545 suspected cases under investigation;
No new confirmed cases;
No new deaths of confirmed cases have been recorded;
No recovered person has emerged from Ebola treatment centers (ETCs);
No health worker is among the new confirmed cases. The cumulative number of confirmed/probable cases among health workers is 161 (5% of all confirmed/probable cases), including 41 deaths.
The roll-out of Johnson and Johnson’s Ebola vaccine has begun today in the DRC, with a press conference held in Goma to mark the start of vaccinations.
Following the European Commission granting full approval for Merck’s Ebola vaccine, The World Health Organization (WHO) has announced that it has prequalified the vaccine in recognition of it meeting WHO’s quality, safety and efficacy standards, paving the way for United Nations agencies and Gavi, the Vaccine Alliance, to buy the vaccine for use in at-risk countries.
FAO has issued an early warning bulletin including a forecast for Central and Eastern Africa in relation to Rift Valley fever:
“During the past 3 months, above-average and heavy rainfall and flash floods occurred in the region particularly during the end of August and early September as well as in early October 2019. The precipitation forecasts predict above-average rains for the coming period (October-December 2019) for Chad, Central African Republic, southern the Sudan and the whole eastern Africa region. According to the FAO RVF Monitoring/Early Warning tool, there are large areas at risk of RVF vector amplification in central-southern Chad, western-central Kenya, central-southern Sudan, eastern-southern Sudan, northern Uganda, and northern Tanzania. In August 2019, the 1st confirmed case ever of RVF in humans was reported in Bangui, Central African Republic. In early October 2019, media reported suspected cases of RVF in humans and animals in Red Sea state (north-eastern Sudan) and cases of hemorrhagic fever in humans in Kassala (eastern Sudan) and North Darfur states (western Sudan). Considering the past and recent RVF outbreaks occurrence in the region, Chad, Kenya, Sudan, South Sudan, and the Central African Republic could be considered at high risk of RVF occurrence. The other countries of the region could be considered at moderate risk of RVF due to the predicted suitability for RVF vector amplification as well as the movement of potentially infected animals.”

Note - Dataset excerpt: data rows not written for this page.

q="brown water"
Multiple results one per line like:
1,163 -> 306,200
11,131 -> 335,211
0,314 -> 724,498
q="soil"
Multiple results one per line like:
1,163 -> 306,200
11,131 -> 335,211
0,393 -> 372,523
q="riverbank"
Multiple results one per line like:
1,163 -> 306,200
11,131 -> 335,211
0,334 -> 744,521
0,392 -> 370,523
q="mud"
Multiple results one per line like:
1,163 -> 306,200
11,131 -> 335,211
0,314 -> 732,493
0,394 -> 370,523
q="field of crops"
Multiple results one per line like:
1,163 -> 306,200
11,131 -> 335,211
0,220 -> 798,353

Cases of the disease have been reported across Honduras (206 cases), Brazil (97 900 cases), Ethiopia (51 631 cases), Taiwan (96 cases, of which 21 are locally acquired), Thailand (9085 cases), Myanmar (97 cases, 26 confirmed), India (7 cases in Ahmedabad, Gujarat state; 74 cases in Delhi; 31 cases in Prakasam district, Andhra Pradesh state; 76 cases in Patna, Bihar state; 125 cases in Bophal, Madhya Pradesh state).

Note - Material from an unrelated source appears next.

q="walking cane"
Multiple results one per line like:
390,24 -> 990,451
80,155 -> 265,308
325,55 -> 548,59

France, Spain, and the US have also reported imported cases with no local transmission.
A new paper, in the International Journal of Infectious Diseases, looks at the lack of scientific understanding around Chikungunya. In assessing the history of Chikungunya outbreaks and the reporting of cases, and what gaps remain within our knowledge around the disease, the authors conclude: “There is still a long way until all patients with a post-CHIK disorder benefit from optimal, efficient, and not deleterious, evidence-based treatment.
Given the current trends of international human flows, the general practitioners, rheumatologists, and specialists on infectious diseases should all be aware of the worldwide multifocal emergence of CHIKV and its related challenges in individual and public health. Still more, it is not unlikely to expect in a not-distant future, new epidemics of CHIKV in tropical and subtropical areas of the world, which again lead to acute but also chronic consequences for significant proportions of affected populations.”